STARR functions include Big Data ingestion, storage and processing, advanced data transformations, self-service tools and end-user services. 


Main content start

AI in Medicine and STARR evolution

Stanford School of Medicine (SoM) efforts to explore the use of Artificial Intelligence (AI) in Medicine (AIM) started in the 1970s with the Stanford University Medical EXperimental computer for Artificial Intelligence in Medicine (SUMEX-AIM) project, a national computer resource (1973-1992), via the early communications networks of the 1970s – ARPANET, funded by NIH to promote applications of AI to biological and medical problems. The report, “Seeds of Artificial Intelligence”, now a historical artifact, won an award as the top federal technical publication for 1980 by the National Association of Government Communicators. The SUMEX-AIM resource resided administratively within the SoM and provided computing facilities specifically tuned to the needs of AI research and developed many tools for encouraging and facilitating community relationships among collaborating projects and medical researchers. 

Fast forward to 2003, ahead of the HITECH ACT of 2009, SoM decided to invest in a research Clinical Data Warehouse (r-CDW). This effort resulted in launch of the HIPAA compliant STRIDE platform – An Integrated Standards-Based Translational Research Informatics Platform - in 2008. The STRIDE platform is a database in in-house data model, a set of self-service tools, cohort tool and a chart review tool. Fast forward to 2017, STARR is launched to support modern AI in Medicine efforts at Stanford.

STRIDE, now re-branded to STARR Tools, is going strong at Stanford and continues to serve 600-800 researchers annually. It was migrated to cloud in 2021 and redesigned to use cloud native architecture. In addition to STARR Tools, there are other r-CDWs, cohort tools and data types in the STARR portfolio now. Our long term goal is to expand STARR Tools to support self-service of OMOP data model and potentially, other data modalities.

STARR Design

In 2017, SoM embarked on the journey of re-imagining our research Clinical Data Warehouse and related ecosystem of services. Research IT, as the data stewards of SoM, were given the task of building STARR. We looked at data stewardship for lessons learned, specifically, complex efforts to manage and analyze data such as Genomic Data Commons and Sage Bionetwork’s Synapse platform. What emerged is the need for a comprehensive one stop data science platform where researchers can, 

  • access multi-modal linked data seamlessly, 
  • do computation on Big Data, and 
  • access services such as data and technology consultations, training and support.
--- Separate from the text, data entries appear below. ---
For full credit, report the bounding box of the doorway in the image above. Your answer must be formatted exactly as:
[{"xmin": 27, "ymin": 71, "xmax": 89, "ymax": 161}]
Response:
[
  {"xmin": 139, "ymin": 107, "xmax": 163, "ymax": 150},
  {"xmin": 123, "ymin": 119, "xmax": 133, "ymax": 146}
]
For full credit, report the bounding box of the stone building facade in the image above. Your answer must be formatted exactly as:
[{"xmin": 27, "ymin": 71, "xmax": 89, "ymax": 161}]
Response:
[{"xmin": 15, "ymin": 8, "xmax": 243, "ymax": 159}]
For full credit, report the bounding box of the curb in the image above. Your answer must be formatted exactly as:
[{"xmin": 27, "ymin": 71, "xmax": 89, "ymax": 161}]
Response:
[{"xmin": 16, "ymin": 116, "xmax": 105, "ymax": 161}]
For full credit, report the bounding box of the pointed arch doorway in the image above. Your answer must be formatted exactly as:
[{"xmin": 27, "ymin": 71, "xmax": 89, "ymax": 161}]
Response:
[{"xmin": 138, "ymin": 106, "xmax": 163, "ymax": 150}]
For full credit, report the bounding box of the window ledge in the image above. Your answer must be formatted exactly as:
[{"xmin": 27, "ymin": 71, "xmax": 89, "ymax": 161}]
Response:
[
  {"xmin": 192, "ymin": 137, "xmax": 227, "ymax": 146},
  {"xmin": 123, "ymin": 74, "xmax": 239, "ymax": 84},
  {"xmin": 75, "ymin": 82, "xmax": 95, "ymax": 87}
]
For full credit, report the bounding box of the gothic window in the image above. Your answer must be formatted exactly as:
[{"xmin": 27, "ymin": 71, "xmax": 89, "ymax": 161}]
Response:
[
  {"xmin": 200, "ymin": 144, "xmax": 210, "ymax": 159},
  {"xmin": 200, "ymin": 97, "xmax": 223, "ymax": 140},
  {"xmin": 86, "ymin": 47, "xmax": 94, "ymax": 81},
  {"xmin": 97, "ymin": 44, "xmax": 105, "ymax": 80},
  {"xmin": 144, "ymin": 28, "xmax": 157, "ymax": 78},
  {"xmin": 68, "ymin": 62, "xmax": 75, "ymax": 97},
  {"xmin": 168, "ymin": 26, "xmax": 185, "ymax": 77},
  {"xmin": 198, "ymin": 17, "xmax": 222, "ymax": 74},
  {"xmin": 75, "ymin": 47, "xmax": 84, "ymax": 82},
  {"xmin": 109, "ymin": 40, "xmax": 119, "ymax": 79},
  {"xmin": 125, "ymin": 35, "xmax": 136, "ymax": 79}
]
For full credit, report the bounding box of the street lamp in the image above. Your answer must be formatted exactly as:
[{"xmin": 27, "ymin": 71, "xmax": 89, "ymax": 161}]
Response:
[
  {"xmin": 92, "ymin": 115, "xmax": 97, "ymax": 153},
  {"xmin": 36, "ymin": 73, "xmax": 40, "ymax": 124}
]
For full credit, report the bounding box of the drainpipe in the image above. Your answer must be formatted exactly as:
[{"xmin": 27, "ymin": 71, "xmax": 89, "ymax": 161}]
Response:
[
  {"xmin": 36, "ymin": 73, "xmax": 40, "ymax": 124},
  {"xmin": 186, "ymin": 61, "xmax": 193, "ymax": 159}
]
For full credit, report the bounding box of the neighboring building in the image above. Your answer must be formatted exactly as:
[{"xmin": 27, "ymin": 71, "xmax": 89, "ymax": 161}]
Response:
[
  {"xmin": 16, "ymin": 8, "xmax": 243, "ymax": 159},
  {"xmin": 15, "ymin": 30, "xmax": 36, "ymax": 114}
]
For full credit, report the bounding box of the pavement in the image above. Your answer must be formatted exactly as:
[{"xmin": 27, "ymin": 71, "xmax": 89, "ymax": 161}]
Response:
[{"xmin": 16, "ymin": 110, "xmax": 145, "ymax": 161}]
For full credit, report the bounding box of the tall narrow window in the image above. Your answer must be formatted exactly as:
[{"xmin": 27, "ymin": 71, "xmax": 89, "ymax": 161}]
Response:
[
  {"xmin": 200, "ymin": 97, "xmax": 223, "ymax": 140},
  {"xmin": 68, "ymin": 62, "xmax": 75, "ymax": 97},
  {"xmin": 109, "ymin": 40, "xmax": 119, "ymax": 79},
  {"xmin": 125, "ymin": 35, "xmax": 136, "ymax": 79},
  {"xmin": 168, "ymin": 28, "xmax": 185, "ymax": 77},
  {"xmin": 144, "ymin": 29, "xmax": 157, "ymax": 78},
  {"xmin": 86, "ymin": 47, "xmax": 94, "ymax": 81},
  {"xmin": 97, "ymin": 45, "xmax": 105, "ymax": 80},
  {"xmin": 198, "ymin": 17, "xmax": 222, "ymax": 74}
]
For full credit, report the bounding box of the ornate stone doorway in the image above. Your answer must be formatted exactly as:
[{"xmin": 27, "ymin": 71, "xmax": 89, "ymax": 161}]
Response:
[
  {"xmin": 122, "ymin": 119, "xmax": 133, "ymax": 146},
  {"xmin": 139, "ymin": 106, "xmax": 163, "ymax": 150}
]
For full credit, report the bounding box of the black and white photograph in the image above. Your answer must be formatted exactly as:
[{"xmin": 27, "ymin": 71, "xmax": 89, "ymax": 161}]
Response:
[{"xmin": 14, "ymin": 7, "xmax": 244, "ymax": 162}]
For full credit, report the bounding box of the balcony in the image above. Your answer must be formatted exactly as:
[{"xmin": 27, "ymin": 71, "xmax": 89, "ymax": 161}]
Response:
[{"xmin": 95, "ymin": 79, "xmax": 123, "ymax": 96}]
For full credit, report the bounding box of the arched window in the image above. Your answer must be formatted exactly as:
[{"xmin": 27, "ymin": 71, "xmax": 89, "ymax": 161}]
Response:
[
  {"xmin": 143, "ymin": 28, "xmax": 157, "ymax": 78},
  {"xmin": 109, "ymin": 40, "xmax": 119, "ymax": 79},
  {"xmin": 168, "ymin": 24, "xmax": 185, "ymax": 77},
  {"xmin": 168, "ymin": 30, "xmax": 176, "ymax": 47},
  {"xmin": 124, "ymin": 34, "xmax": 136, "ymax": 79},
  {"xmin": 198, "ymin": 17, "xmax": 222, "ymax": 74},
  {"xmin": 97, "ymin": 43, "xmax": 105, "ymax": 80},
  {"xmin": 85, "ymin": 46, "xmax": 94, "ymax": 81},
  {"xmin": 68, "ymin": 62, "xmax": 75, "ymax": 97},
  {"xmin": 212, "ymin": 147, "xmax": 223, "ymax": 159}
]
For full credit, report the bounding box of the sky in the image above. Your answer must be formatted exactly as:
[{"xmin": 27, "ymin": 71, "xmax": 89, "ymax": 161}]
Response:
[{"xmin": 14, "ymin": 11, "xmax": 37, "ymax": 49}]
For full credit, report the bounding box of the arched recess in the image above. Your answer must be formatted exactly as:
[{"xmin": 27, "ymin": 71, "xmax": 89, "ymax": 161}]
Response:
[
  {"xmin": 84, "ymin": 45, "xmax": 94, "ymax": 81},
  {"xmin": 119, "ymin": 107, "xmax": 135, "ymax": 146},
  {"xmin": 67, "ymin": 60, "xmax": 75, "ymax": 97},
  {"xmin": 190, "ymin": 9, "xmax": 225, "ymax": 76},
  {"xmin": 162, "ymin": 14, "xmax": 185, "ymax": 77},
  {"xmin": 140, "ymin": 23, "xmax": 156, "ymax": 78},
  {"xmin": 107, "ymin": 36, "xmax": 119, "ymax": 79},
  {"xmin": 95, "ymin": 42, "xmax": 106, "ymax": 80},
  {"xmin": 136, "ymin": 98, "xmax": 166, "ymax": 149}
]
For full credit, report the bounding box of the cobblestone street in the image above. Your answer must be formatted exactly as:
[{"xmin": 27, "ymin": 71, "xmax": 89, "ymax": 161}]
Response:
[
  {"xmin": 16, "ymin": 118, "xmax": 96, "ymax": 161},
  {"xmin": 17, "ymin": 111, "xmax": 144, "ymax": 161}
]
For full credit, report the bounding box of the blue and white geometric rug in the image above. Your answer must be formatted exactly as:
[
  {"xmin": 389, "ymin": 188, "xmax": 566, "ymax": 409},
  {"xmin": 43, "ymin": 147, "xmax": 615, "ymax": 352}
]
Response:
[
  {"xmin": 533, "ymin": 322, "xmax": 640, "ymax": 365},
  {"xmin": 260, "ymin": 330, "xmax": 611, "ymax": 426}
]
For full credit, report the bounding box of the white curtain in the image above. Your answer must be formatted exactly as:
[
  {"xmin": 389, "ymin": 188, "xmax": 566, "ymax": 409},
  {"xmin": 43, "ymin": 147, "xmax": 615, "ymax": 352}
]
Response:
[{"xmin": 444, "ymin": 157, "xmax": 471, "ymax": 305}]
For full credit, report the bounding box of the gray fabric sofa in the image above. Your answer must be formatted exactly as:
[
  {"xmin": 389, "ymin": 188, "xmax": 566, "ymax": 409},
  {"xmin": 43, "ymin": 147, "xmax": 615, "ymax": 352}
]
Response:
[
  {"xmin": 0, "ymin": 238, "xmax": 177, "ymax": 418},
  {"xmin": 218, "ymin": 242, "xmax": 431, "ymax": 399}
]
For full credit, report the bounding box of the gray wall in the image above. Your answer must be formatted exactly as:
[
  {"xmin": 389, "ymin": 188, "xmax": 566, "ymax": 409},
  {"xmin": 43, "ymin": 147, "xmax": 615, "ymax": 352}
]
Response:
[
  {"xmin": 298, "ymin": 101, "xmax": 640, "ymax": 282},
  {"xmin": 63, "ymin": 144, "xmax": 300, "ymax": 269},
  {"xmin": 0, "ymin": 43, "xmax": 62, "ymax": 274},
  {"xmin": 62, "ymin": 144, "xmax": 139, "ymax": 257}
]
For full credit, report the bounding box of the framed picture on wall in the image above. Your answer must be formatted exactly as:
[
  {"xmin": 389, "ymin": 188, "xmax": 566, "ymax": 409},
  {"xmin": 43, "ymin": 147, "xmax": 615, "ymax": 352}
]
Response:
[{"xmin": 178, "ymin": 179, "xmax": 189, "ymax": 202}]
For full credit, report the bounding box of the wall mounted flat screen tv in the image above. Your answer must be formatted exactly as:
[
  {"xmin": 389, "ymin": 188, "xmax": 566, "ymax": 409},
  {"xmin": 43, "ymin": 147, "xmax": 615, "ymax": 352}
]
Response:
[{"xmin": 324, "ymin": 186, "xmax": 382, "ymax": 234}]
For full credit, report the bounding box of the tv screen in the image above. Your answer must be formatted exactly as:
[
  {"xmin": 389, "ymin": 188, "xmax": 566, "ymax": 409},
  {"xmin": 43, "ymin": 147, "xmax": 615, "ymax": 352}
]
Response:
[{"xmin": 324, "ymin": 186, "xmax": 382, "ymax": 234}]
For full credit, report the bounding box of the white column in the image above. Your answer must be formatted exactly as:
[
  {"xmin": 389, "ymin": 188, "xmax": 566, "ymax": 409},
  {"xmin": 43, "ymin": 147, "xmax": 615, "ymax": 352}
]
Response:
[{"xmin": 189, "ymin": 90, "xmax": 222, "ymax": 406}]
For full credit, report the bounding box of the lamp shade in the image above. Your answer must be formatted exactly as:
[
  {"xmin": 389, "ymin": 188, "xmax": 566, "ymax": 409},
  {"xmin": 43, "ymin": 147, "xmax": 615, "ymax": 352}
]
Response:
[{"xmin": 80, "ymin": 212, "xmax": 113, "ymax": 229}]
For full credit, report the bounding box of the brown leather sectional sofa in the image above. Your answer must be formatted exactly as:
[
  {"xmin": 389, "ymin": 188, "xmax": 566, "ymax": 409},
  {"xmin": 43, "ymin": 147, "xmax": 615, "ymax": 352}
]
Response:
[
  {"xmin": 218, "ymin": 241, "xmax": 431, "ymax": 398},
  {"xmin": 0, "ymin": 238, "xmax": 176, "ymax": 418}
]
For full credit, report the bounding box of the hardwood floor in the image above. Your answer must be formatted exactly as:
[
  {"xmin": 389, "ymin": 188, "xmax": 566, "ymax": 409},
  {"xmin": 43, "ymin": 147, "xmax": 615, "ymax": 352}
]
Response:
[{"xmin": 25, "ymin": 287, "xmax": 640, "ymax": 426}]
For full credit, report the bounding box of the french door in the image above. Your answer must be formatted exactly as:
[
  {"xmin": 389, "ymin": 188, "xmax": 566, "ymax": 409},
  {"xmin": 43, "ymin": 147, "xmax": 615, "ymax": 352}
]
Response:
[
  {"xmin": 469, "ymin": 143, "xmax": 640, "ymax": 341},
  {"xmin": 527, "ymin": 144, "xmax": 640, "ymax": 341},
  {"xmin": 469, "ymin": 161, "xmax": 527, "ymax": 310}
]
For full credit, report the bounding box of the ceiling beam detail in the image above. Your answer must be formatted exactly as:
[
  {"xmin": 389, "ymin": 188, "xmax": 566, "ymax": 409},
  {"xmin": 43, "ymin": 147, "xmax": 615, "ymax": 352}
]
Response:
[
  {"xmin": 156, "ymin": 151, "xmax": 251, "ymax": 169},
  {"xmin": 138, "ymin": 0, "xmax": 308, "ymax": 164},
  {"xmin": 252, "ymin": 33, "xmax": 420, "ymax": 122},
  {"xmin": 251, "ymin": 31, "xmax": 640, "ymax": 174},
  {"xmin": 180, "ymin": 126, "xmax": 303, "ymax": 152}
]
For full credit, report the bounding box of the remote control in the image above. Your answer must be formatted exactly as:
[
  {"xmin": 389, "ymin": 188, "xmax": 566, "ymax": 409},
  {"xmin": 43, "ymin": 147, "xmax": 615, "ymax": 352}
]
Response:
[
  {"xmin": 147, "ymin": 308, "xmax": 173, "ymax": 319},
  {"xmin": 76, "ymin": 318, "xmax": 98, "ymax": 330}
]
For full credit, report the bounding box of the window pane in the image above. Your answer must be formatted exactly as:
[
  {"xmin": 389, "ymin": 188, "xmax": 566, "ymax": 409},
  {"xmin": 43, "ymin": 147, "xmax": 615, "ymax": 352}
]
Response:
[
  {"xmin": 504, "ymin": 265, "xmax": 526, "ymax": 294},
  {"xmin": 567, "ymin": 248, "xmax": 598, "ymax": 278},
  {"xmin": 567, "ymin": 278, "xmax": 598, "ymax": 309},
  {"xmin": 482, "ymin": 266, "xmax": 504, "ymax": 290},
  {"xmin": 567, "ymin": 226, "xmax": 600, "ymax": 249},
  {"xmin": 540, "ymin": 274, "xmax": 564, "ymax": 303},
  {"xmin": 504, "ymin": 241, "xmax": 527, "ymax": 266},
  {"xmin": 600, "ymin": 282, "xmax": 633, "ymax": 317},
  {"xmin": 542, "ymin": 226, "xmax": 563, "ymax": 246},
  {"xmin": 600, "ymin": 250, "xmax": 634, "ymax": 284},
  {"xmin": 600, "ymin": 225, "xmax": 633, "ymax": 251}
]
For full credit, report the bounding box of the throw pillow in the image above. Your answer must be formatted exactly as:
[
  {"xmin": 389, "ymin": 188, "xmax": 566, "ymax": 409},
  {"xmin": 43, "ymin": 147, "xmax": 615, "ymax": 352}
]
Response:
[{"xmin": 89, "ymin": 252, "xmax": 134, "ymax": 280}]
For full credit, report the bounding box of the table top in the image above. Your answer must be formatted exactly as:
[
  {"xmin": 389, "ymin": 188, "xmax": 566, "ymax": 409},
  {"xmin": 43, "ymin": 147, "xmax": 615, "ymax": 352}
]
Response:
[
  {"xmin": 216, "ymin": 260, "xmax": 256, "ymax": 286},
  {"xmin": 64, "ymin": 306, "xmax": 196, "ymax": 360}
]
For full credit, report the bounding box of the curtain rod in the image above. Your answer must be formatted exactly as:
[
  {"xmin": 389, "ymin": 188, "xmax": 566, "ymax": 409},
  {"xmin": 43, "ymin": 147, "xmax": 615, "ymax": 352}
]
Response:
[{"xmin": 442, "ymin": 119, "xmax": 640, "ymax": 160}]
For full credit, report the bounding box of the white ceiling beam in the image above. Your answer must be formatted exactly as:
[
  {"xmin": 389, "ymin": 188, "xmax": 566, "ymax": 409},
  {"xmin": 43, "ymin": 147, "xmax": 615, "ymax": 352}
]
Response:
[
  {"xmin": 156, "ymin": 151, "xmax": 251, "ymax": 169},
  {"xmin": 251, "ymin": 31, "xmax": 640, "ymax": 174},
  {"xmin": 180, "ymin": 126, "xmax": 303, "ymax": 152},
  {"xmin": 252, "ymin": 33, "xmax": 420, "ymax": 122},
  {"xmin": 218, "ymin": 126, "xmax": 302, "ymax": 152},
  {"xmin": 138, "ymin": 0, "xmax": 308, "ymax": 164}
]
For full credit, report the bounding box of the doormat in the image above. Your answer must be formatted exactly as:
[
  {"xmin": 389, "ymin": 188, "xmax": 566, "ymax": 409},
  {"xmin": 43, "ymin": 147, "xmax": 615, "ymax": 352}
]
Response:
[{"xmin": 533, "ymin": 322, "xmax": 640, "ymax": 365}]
STARR encompasses these functions and more. STARR is also a product of multiple collaborations. We partnered with Google to build a cloud data center to support Big Data. We partnered with the Hospitals to bring Big Data to cloud. We partnered with UIT to build a HIPAA compliant shared research platform, Nero, where the users securely work on these Big Data sets. We partnered with UPO and ISO to streamline privacy and security related processes between Nero and Research IT cloud. And finally, we co-created with our researchers.

STARR functions

STARR ingests data (A) from multiple sources. These sources include A.1) streams such as HL7; A.2) Bulk or batch ingestion such as DICOM images from the VNA or the SHC Epic Clarity database; or A.3) Adhoc ingestion such as Query/Retrieve of Echocardiograms from Cardiology Syngo systems.  During and soon after the data lands in Research IT's HIPAA compliant data center (B),  there are a number of basic data processing steps such as decompression e.g., unzip, re-organization e.g. AVRO to BigQuery, cataloging, provenance management etc.  Once the data is ready, the bulk of the data processing steps (C) kick in. Research IT uses a common software stack for data compliance, ETL framework etc. Output of the processing is a series of  analysis ready artifacts (D). For example: D.1) we generate metadata databases from bedside monitoring data so we can subsequently create data cuts; D.2) data blobs include analysis ready de-identified waveforms in PhysioNet format; D.3) data warehouses include identified OMOP and in-house databases.  Some of these artifacts require a data steward's help via consultation services to access. The final user accessible consumables (E) are: E.1) office hours and training; E.2) self-service tools such as cohort tools, chart review tools, direct access pre-IRB databases and finally; E.3) consultation services.